The results of this scoping review show that the role of inspiratory muscles and IMT has been poorly investigated in patients with ILD. Studies vary in methodology and lack control groups to prove the benefits of IMT on top of recommended PR. Nevertheless, the mechanisms of IMT have been extensively studied, and their effects could possibly be extended to patients with pulmonary parenchymal disorders. A recent review by Álvarez-Herms et al.(44) investigated the role of IMT in hypoxia and showed that IMT is an effective therapy to enhance strength and endurance of the respiratory muscles in healthy athletes, contributing to improved ventilatory function. The authors concluded that IMT would possibly have effects on factors that limit the respiratory system under stress, including premature fatigue, delay of respiratory muscle metaboreflex, perception of dyspnea, increased peripheral oxygen saturation and positive blood redistribution to locomotor muscles.(44) These results could potentially explain how IMT could benefit patients with ILD when acting towards a decrease in exercise fatigue, dyspnea and delay of metaboreflex.
 
A recent study by O’Connor et al.(45) evaluated the feasibility of IMT as an acceptable treatment option for patients with COPD who declined PR. The study showed that there was a lack of motivation, lack of information regarding the benefits of PR programs and barriers for attendance, such as transportation to the PR centre.
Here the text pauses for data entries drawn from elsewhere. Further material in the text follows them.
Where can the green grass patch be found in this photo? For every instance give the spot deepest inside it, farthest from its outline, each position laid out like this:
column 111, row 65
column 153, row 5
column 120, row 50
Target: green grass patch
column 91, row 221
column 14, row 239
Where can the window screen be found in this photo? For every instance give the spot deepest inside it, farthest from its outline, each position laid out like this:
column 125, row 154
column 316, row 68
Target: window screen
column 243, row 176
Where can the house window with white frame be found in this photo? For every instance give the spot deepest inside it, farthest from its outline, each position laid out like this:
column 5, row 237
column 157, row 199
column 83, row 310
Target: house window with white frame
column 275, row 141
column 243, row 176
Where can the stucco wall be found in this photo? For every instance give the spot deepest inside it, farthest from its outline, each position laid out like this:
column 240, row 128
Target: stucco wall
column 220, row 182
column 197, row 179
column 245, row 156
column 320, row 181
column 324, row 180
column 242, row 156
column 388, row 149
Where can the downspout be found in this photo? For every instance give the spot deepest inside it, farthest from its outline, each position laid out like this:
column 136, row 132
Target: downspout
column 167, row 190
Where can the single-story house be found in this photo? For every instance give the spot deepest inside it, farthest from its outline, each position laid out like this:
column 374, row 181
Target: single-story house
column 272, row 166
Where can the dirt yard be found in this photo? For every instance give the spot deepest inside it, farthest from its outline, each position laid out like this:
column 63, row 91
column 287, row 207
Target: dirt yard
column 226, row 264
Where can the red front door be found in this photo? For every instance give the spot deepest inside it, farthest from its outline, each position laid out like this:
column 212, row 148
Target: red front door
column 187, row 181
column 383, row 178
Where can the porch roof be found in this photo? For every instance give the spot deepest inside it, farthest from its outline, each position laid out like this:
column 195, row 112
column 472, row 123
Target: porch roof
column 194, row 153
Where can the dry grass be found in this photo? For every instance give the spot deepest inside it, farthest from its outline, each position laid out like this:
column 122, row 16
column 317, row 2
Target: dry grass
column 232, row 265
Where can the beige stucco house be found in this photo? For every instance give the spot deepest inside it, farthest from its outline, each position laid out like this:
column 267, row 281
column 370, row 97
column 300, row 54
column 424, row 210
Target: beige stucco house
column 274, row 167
It is likely that the same barriers would be faced by patients with ILD, and further studies are needed in this area. In that study,(45) IMT proved to be acceptable and feasible to be performed and the investigated participants showed good adherence to the therapy, thus becoming a possible option in the management of patients with ILD who decline participation in PR.
 
FINAL CONSIDERATIONS
 
Inclusion of IMT in the treatment of patients with ILD needs to be better explored, because there is a limited number of articles in the literature that confirm its benefits to this population. There is an evident gap in the literature regarding the effects of IMT on patients with ILD, although published studies tend to demonstrate benefits in terms of improvement in quality of life, activities of daily living and exercise capacity. Evidence of effects of IMT on ILD is poor, and studies exploring this therapy included a small number of subjects or had a poor research methodology. Consequently, it is not possible to draw definitive conclusions regarding the potential benefits of IMT to this population. Further well-designed studies should be conducted for the evaluation of the effects of IMT on patients with ILD and the possibility of inclusion of IMT as part of ILD patient management, as a component of PR programs or even as an additional option for patients who refuse PR.